Friday, January 30, 2015

The Lawman

My childhood super hero is retiring today.

I can remember as a very little girl when my handsome daddy would be getting ready for work. He would sling on his heavy, wide black belt with the various sized pouches on it just before he left for the evening.  When it was off and sitting on the table I would latch and unlatch the "keepers", little black loops for keeping things on the belt, apparently.  I would marvel at the weight of the mag light, and couldn't understand why it needed to be so much heavier than our household plastic flashlight.  I never could figure out how a night stick could actually be a weapon.  And the .357 Magnum was more of a paperweight than anything else to me.  Taught with firm discipline that it was not a toy, I was a child who was surrounded by firearms and was never tempted to use them. I still am not.

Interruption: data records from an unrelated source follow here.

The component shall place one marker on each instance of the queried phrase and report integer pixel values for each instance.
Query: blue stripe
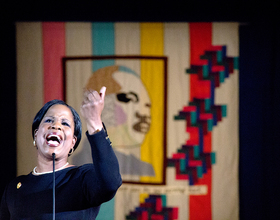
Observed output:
(103, 43)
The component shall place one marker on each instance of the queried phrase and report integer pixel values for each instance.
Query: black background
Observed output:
(259, 79)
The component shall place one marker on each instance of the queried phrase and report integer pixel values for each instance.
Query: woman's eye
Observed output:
(66, 124)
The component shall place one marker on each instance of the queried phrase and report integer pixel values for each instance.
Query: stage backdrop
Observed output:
(171, 108)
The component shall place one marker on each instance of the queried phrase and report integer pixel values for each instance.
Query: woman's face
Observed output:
(55, 133)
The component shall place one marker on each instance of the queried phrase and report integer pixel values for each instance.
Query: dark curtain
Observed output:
(259, 121)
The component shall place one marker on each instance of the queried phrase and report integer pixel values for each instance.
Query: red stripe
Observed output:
(54, 50)
(200, 40)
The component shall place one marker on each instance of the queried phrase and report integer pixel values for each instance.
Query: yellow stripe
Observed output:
(153, 78)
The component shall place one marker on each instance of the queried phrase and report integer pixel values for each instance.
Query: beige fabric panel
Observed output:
(29, 90)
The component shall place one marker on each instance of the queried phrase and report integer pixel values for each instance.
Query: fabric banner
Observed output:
(171, 108)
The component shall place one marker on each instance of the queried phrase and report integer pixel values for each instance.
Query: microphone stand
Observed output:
(53, 156)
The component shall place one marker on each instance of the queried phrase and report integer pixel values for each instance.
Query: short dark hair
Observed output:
(41, 113)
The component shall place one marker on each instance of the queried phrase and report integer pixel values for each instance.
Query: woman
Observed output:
(79, 191)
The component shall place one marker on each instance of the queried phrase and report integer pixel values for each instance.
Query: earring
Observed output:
(71, 151)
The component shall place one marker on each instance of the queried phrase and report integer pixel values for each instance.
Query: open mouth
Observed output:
(53, 140)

If I was able to be awake when he left for the midnight shift, I would hug my daddy tight around the neck, kiss his smooth cheek, deeply breathe in his cologne, and think about how handsome he was in his uniform with his dark hair.  Even as a young girl I could grasp that in his line of work there was a chance that he wouldn't be coming back home.  I told myself that the heavy bullet proof vest he wore, which I would throw on my skinny shoulders and parade around the living room each time I could, was like Captain America's shield, able to protect in all circumstances.

My daddy, in my mind, was 10 feet tall.  After all, when your daddy is a cop, he is the one everyone else calls when they are in trouble.  He was called on duty, and off duty----to help break up domestic skirmishes among the neighbors, or the time there was a peeping tom in the neighborhood.  He had really cool places to take us, like when we got to go to the courthouse and ride in the elevator, or to the county fair when he directed traffic, or for rides in the Crown Vic.  It seemed we always had friends with German shepherd dogs, and we had them too.  We knew the clerks in the convenience stores by name, and listened to a scanner at home.  We had lots of cops that were friends----most good, a few bad, and a few somewhere in between. 

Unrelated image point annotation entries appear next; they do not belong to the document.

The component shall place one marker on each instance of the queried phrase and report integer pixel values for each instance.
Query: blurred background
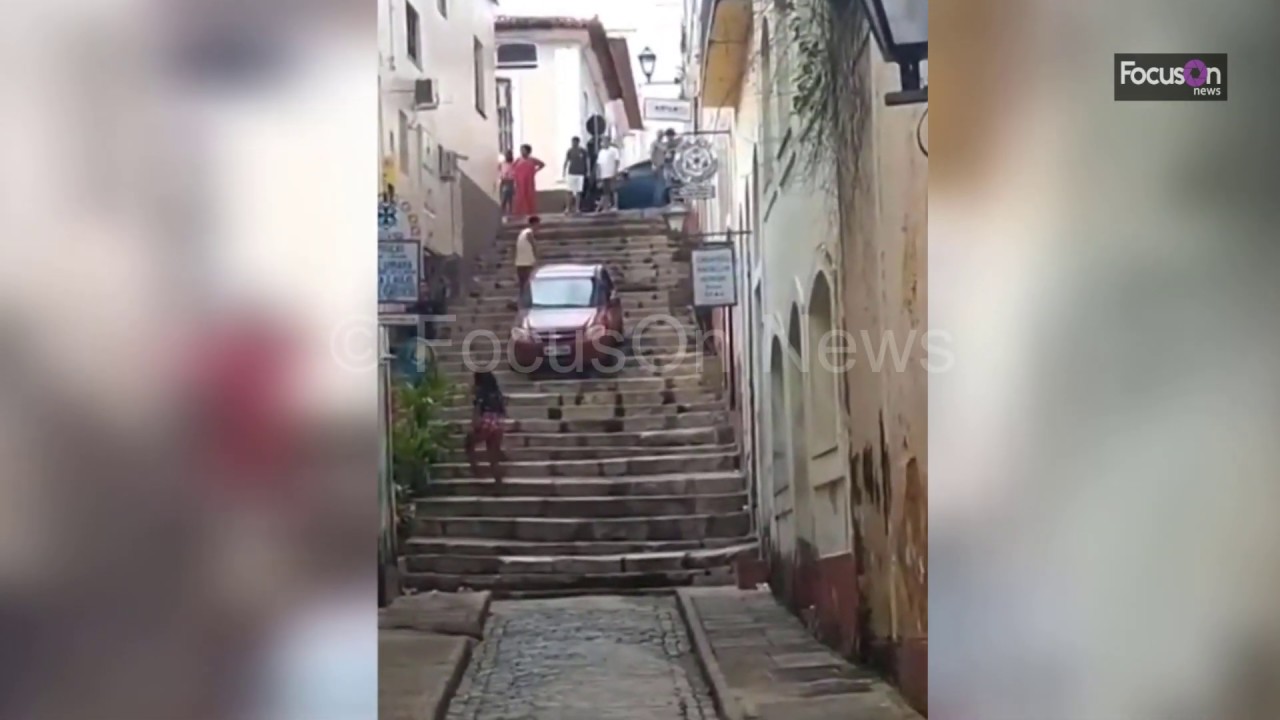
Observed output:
(1104, 493)
(188, 406)
(188, 496)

As I got older and my dad got more experienced, he moved up to different positions, culminating as a police chief.  But no matter where he was working or what he was doing, being a cop continued to touch our lives.  There were times the job or the pager interrupted family activities.  There were long, long hours that would stretch into nearly days sometimes, whenever a substantial crime was first committed. 

Perhaps the most pressing thing is the interruptions I didn't see.  Being a cop, or a soldier, or anyone else who deals with the basest of human behaviors, touches places inside that most of us don't have to visit very often.  It changes your world view of humanity.  It causes a silent, secret tap dance inside between the reality of the workplace and the reality of home.   

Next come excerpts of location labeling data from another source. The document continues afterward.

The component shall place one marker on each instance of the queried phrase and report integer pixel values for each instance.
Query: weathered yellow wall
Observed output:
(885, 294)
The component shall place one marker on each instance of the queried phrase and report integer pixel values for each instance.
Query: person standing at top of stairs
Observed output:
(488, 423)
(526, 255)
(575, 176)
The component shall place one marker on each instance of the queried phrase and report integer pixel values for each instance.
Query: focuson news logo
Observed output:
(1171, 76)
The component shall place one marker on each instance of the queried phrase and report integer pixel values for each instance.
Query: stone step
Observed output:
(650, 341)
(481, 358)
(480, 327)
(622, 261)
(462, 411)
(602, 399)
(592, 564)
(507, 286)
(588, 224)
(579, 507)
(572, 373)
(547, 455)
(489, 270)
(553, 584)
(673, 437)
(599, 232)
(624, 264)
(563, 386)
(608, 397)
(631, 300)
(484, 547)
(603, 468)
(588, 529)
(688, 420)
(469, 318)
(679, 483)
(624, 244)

This is what other families don't see.  They don't see Superman coming home after a long day of dealing with sinful shenanigans, only to change out of the cape and into Clark Kent's suit to pretend  the job was just another day at the Daily News.  They don't see the up close evil in the day to day, the cruel and hard ways in which people deal with one another.  Other families can live in relative normalcy, assuming that bad things happen to other people-----when the super hero's experience tells him that in the blink of an eye, we can all be the other people.

So it seems strange that, after being a cop, a detective, a captain, an investigator, working for the coroner, and finally, pasturing out at a bailiff (haha!)----my dad is retiring.  For the first time in my lifetime, my dad will have the chance to be like everyone else.  And I hope that he enjoys it to the very fullest.

Dad, thank you so very, very much, for the hard work and sacrifice you have made for me.  For providing for me through multiple jobs at a time, and for doing it in such a taxing way.  I am so very proud of the service you have provided to your community; for helping others in their most despairing moments with little thankfulness, but I thank God for giving you to me.  I hope you have a wonderful day today and rather than send you some cheesy gift, I will send you what ends every Superman's career.

Kryptonite.  Not in the form of a donut, but in the form of an entirely different cheesy gift---

You can pick up your double anchovy pizza tonight after work from Guido's. 

Sandra :)

Saturday, January 17, 2015

Laundry Soap

Hello ladies (and fellows, if you are reading this)!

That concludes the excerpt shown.